An African American First: Ms. Geraldine Whittington


Ms. Geraldine Whittington, affectionately known as “Gerri”, was the first African American presidential secretary in U.S. history. She received a personal invitation from the 36th President of the United States, Mr. Lyndon B. Johnson, once he became president in 1963. Going from Vice President to President, President Johnson wanted a whole new slate of administration so after hearing nothing but positive things about her, he extended a job offer to her to which she accepted. She began working for President Johnson in January, 1964 & continued to work for him until he retired.

She was extremely dedicated to her job & it has been recorded that her fondest memory was when President Johnson stepped out of the Oval Office with Thurgood Marshall and shared the news that he was appointing Marshall as the first African American Supreme Court Justice.  Other than the President and Justice Marshall himself, Ms. Whittington was the first person to know of this historic nomination.

Ms. Whittington understood how difficult it can be to finance a college education for African Americans, so she set up a trust fund (in her name) for relatives attending a 4-year college or university. Ms. Whittington was a distant cousin of mine. It is an honor & a privilege to have been related to her.

Here is a video clip of Ms. Whittington on the 1960’s hit show “What’s My Line?” –


Do you have any famous ancestors?
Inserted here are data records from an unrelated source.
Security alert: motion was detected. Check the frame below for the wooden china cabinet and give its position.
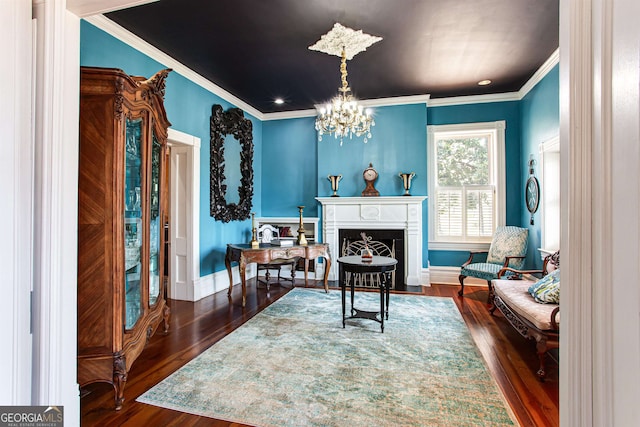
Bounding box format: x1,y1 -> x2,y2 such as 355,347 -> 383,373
78,67 -> 171,409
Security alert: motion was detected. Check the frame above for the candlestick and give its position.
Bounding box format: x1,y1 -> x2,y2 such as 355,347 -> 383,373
298,206 -> 307,245
251,212 -> 260,249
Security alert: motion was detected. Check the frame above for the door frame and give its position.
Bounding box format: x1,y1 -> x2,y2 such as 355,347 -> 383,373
167,128 -> 200,301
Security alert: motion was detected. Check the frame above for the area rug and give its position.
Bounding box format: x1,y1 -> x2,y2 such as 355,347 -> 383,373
138,288 -> 516,427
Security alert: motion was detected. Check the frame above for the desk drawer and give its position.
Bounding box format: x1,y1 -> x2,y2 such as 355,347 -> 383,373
271,247 -> 304,259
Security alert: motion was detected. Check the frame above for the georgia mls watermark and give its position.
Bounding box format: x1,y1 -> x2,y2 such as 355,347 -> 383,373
0,406 -> 64,427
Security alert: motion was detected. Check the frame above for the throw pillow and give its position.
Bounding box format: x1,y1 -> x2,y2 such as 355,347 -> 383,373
529,269 -> 560,304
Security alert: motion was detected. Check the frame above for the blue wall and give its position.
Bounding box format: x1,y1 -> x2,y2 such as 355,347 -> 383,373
80,21 -> 559,276
520,65 -> 560,268
425,101 -> 523,266
262,117 -> 320,216
80,21 -> 262,276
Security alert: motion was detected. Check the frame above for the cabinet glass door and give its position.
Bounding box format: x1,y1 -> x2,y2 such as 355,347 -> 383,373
123,118 -> 143,329
149,134 -> 162,305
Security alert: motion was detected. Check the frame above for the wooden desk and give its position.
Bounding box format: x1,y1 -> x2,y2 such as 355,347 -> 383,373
224,243 -> 331,307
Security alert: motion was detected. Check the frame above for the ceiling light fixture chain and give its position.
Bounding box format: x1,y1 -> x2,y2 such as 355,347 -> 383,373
309,23 -> 382,145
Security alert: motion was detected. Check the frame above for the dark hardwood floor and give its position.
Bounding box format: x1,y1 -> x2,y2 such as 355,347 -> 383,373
80,280 -> 559,427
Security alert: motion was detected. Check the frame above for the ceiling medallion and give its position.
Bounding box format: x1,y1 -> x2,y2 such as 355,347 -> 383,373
309,23 -> 382,145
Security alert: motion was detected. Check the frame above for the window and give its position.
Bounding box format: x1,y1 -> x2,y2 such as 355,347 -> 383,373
540,136 -> 560,258
427,121 -> 505,250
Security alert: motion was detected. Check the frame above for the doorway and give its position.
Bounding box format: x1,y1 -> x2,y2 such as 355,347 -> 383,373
167,129 -> 200,301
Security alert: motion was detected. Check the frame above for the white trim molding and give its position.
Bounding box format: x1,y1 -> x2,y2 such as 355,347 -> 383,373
426,120 -> 507,250
167,128 -> 201,301
31,0 -> 80,423
0,1 -> 35,406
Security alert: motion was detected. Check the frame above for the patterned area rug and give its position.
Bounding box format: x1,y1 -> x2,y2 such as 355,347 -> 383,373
138,288 -> 515,427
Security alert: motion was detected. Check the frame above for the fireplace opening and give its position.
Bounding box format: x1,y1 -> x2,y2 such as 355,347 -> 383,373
338,228 -> 407,291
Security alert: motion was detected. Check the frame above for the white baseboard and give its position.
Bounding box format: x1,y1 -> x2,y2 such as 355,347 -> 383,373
429,265 -> 487,286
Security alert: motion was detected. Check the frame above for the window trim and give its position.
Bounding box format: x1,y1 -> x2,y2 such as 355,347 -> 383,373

If not, do you have a personal relationship with someone who has made an impact on our society? –

4 thoughts on “An African American First: Ms. Geraldine Whittington

  1. I am the grand daughter of Mary Lena Lewis Tate founder of the Holiness church: The Church of the Living God the Pillar and Ground of the Truth, 1903. She was the first African American woman to be selected by an all male Bishopric council to head it’s organization in 1908.. Her life story is well-documented and is featured in a beautiful book: VISION by Meharry H. Lewis. Also, in the reference book by Jessie Carney Smith.

    1. WONDERFUL!!!! Does this mean your brother is Bishop Meharry Lewis?! I go to a COGIC church in Los Angeles, but I have heard of your great-grandmother before.

      Wow, it’s so nice to meet descendants of other great African Americans in history!!! It’s great that you have a book about your grandmother; I wish my family was so fortunate. How do you keep up with your family tree? I’m trying to get everything documented myself.